The Institution of Civil Engineers was housed at number 25 from 1839 and had extended the property in an 1868 rebuild designed by Thomas Henry Wyatt. The ICE expanded to incorporate numbers 24 and 26 in 1896, demolishing the old buildings and building a new headquarters designed by Barry. During this time the ICE temporarily occupied number 9. Following the government's acquisition of the north side of the street the ICE acquired numbers 1 through 7 on the south side and constructed a new headquarters, designed by James Miller. They remain in these premises, which are known as One Great George Street.

The only surviving façade from Mellors' original structures is number 11 (built 1756 for George Amyand) which is now part of the Royal Institution of Chartered Surveyors headquarters. The remainder of the headquarters, number 12, is an 1896-1898 Alfred Waterhouse design, and where the British Union of Fascists was launched on 1 October 1932. The National Portrait Gallery occupied number 29 between 1859 and 1870. RICS lets part of number 11 to the Roux at Parliament Square restaurant. The remaining building on the street is an office occupying numbers 8 through 10. It was previously used by Middlesex County Council and as the London offices of the Liberal Democrats. In April 2019 planning permission was granted for a proposal to convert the building into a 134-room hotel and restaurant/bar.

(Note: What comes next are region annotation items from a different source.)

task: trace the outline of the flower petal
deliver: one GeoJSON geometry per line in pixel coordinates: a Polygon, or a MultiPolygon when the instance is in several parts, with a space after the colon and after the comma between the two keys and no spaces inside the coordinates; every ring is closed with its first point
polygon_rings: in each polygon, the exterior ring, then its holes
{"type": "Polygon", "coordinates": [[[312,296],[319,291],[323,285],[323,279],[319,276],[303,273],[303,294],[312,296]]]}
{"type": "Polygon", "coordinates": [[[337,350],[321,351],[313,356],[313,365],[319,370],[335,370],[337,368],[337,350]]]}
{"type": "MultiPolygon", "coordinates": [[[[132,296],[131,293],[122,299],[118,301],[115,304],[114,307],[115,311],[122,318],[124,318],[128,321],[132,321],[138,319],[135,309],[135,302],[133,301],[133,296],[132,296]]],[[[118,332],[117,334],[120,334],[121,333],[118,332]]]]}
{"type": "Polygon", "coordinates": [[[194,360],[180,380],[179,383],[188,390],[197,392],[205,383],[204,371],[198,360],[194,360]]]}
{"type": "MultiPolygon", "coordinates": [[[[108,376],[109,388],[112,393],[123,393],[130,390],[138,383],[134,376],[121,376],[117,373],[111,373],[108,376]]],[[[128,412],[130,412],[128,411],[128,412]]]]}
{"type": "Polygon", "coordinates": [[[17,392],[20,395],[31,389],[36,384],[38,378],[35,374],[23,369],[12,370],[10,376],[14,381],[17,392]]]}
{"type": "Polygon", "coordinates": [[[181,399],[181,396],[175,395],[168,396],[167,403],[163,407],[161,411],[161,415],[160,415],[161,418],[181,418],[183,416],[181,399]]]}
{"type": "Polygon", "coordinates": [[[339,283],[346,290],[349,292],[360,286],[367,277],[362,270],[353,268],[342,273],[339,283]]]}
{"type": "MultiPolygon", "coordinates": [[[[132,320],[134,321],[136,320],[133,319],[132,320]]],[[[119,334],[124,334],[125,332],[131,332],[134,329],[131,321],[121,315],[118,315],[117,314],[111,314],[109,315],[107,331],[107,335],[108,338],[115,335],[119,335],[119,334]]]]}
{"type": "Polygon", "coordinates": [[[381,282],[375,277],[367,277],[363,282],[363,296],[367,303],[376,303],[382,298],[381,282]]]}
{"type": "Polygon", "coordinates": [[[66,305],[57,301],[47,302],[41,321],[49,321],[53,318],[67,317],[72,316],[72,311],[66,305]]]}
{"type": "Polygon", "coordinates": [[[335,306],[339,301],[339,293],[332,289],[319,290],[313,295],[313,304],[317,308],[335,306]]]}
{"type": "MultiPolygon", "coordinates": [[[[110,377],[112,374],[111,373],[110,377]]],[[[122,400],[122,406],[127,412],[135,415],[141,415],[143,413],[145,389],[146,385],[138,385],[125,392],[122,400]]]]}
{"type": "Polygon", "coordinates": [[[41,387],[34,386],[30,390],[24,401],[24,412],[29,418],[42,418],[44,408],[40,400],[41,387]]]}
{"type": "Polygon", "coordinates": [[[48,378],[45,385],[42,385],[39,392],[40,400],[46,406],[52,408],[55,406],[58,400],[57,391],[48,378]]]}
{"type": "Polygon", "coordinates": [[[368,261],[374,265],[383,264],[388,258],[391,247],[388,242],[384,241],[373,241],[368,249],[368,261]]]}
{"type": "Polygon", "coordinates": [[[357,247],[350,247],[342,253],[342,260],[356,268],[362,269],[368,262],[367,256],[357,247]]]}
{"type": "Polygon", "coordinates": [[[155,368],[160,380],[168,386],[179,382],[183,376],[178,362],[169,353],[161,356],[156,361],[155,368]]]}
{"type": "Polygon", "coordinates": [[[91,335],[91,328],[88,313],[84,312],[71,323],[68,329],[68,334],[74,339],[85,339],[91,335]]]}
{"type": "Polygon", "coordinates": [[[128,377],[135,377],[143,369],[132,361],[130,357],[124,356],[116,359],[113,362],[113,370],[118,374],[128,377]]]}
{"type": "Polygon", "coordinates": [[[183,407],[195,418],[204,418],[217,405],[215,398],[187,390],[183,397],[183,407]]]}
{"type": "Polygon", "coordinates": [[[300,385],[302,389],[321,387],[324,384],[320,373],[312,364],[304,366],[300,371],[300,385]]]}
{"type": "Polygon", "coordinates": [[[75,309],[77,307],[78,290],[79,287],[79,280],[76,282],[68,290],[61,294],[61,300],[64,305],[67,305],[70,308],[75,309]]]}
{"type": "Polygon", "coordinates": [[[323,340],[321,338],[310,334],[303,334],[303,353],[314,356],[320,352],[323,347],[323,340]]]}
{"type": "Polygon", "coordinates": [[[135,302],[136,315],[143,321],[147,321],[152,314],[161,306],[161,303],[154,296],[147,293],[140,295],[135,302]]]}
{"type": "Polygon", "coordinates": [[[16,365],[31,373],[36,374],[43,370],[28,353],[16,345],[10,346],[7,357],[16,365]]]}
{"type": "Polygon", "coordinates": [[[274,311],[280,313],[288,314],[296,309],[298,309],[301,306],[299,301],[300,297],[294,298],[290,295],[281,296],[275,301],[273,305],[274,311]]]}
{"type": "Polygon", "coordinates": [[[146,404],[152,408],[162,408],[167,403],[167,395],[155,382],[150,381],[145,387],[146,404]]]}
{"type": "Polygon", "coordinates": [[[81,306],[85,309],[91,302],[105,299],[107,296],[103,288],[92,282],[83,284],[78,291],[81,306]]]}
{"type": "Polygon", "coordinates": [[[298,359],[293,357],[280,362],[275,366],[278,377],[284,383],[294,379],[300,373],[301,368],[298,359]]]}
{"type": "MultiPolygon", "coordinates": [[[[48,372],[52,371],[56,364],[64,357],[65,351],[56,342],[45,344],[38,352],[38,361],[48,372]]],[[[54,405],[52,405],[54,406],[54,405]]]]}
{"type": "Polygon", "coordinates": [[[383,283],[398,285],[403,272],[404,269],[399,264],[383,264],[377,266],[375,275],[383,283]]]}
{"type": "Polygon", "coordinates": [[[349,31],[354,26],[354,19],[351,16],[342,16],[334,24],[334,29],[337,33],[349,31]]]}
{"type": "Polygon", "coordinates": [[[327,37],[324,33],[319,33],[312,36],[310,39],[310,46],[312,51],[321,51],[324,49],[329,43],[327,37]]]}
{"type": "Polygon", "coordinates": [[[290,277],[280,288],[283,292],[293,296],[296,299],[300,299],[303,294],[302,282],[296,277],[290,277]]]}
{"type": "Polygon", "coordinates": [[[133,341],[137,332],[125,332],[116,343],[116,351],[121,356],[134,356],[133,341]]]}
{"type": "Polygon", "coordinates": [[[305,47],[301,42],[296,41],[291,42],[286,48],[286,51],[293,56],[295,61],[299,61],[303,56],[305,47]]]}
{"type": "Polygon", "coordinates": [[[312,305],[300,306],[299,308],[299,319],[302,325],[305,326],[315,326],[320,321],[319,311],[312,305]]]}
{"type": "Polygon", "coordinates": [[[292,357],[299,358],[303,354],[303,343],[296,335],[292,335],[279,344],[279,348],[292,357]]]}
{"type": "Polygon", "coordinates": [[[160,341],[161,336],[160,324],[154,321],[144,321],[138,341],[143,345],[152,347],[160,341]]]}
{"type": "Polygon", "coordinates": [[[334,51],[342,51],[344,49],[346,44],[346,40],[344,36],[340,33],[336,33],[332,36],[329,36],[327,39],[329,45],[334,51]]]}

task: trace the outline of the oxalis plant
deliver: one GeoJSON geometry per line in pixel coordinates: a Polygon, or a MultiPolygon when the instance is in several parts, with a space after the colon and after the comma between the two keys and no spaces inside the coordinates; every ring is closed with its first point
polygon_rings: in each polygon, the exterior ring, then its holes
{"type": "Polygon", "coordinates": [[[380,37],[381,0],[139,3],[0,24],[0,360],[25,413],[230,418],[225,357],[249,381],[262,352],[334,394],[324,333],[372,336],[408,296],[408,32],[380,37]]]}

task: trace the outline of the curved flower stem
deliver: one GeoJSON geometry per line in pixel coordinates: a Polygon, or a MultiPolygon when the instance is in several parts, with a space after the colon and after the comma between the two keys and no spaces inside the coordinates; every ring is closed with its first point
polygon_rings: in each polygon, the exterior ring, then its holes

== Notable former residents ==
- William Cubitt - no. 6 (1837–55)
- Thomas Babington Macaulay - no. 12 (1839–40)
- John Wilkes - no. 13 (1757–63)
- Robert Stephenson - no. 24 (1857-9)
- Sir Charles Barry - no. 32 (1859–70)
- Robert Peel - no. 36 (1813)
- Liberal Democrats (UK) Party headquarters - no. 8-10 (2011–2021)

Lord Byron lay in state at no. 25 for two days in 1824.